Tuesday, August 24, 2010

should i

its rather a silly thought, but truth be told i feel a little left out when i ask one of my friends to do something but she already has plans and then i find out one of my other friends got to go with them and i didn't. should  i feel weird or upset, no its silly and childish. its so odd how certain ppl myself included will react to circumstances we are not really prepared for. its just not something that i would like tot think, that while im trying to include new people to have fun and have a great time are going around having one without me, and not inviting me. i sometimes feel that i am too much for people to even want to be friends with me. which in truth is just poor judgment on my part of my actions. i need to make a vow to do what i say and say what i do and then act upon it. the last thing anyone wants is someone doubting their word, when indeed i can keep secrets and will always come through if needed. i hate making promises that i am unsure if i can keep.

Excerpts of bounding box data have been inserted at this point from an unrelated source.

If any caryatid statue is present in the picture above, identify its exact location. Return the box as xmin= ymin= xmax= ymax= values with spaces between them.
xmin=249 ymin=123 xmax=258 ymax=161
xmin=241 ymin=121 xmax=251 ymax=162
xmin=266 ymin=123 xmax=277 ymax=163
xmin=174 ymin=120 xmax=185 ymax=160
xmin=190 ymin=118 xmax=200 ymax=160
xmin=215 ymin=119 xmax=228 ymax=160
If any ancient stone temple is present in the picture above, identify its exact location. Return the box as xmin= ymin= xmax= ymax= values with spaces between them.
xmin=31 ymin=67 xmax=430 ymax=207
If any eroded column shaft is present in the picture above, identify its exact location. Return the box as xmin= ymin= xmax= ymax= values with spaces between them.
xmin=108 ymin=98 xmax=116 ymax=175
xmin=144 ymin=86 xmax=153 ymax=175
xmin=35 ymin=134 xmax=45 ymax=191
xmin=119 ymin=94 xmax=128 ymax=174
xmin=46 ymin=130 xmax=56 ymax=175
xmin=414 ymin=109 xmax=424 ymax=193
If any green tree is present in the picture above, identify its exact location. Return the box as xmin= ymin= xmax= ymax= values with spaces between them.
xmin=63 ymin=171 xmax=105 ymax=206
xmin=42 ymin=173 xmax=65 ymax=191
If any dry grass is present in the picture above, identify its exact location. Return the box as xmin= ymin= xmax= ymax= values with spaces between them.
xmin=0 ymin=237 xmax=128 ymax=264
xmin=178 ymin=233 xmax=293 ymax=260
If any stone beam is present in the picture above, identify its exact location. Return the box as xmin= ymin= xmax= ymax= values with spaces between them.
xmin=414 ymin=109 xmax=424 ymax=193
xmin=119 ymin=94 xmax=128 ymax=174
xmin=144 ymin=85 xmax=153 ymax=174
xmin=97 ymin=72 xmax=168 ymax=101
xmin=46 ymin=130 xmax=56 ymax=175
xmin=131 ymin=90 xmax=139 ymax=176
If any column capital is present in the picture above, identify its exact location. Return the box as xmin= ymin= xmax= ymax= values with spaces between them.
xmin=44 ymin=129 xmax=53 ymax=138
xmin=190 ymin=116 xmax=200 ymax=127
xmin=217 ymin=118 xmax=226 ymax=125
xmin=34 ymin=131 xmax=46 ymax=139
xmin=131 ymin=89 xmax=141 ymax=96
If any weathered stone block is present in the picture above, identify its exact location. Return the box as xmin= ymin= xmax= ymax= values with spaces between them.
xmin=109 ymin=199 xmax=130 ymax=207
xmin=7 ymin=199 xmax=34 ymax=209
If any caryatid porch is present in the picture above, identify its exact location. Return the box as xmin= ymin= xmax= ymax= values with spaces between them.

God keeps his word so why can't i try and be more like him. the most important thing anyone can remember is to stay in context. if the subject that is  a little iffy to the other person is not brought up by them don't bring it up. big mistake i think just because it has been mentioned once its far game when this is not so. i need to learn to keep things in the right situation and know no two people really think a like.

Monday, August 23, 2010

my thoughts on birthdays

while i have not been a big fan of my birthdays these part few years, i love to celebrate other peoples. i think its so fun and exciting. what some people do for birthdays. its always interesting to see what young adults or kids will do for their birthdays away from home and if they ever tell anyone about it. i personal don't mention it a whole lot, but i know i am a little upset when i miss someone Else's because they never said a word.  Even if all i can offer is a simple hand made card or a birthday wish. i love to make cakes and attend party's for other people in their honor, on their special day. i think i have it glued in my mind that everyone deserves a surprise birthday party, it could be that child hood memory of wanting to throw one for a friend or being told that i would get one. or it could be the fact that in high school i wanted to throw one for a boyfriend but i didn't feel comfortable doing and in turn did it for a good friend. well the boyfriend was cruel and did not approve of this and let me know it. he told me i couldn't have it at my house so we did it else where, and guess what he wasn't invited. i have no idea why anyone thinks i need permission to do what pleases me. how silly. well whatever it is i find my self preparing for a party this Friday. i am very excited and hope all plans for his party fall through. not to say crash but fall into place and that he has no clue. if for no other reason in the world do i have the need for money its now, i wish i could buy a huge pinate or rent a boat or something cool and amazing but i can't so instead i will use my crazy imagination and make something from scratch.